Bound everything. Hard caps on steps, tool calls, tokens, and wall-clock time. A budget the agent cannot exceed. Define an explicit failure state — it is infinitely better for an agent to stop and say “I could not complete this” than to spend forty tool calls producing a confident wrong answer. Failing loud and cheap beats failing silent and expensive every time.

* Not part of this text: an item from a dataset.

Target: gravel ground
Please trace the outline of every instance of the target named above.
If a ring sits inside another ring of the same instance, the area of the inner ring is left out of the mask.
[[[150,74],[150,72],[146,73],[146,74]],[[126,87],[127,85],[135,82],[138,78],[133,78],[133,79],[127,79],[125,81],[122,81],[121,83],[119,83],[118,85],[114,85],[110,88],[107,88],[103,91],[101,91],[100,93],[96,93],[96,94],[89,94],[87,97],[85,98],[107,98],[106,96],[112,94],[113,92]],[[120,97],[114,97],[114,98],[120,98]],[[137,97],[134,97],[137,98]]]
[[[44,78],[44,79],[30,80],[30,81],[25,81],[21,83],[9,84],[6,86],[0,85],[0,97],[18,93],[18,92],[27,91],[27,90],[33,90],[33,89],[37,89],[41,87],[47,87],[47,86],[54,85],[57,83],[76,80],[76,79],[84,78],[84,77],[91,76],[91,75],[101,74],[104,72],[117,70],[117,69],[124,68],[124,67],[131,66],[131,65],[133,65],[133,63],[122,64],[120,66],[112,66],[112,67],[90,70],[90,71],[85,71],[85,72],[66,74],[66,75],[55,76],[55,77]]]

Verify, do not trust. This is the one that matters most. Do not let the model be the sole judge of its own success. Wherever you can, check the work with something cheaper and more reliable than the model that produced it: did the code actually compile and pass tests; does the SQL parse and return rows; does the generated JSON validate against the schema; did the booking API return a confirmation number. A verification loop — act, check against ground truth, correct if the check fails — is what turns a 60% agent into a 95% one. The generator can be creative and unreliable as long as the verifier is strict and deterministic. The asymmetry is the design.
Ignore “multi-agent” architectures as a default — a swarm of agents talking to each other multiplies the failure surface and the token bill, and for the vast majority of tasks a single well-bounded agent with good tools and a verifier beats it on reliability and cost. Ignore demos that do not report success rate over a real distribution; a video is a sample of one. And be deeply skeptical of any pitch for “fully autonomous” anything in a domain where a wrong action has real consequences — the entire engineering problem is deciding how much autonomy to remove, and the systems that work are the ones that removed the most while keeping the task solved.
Reliable agents are not the most capable ones. They are the most constrained ones that still get the job done — bounded, verified, and built by people who respect the math of compounding error instead of being surprised by it.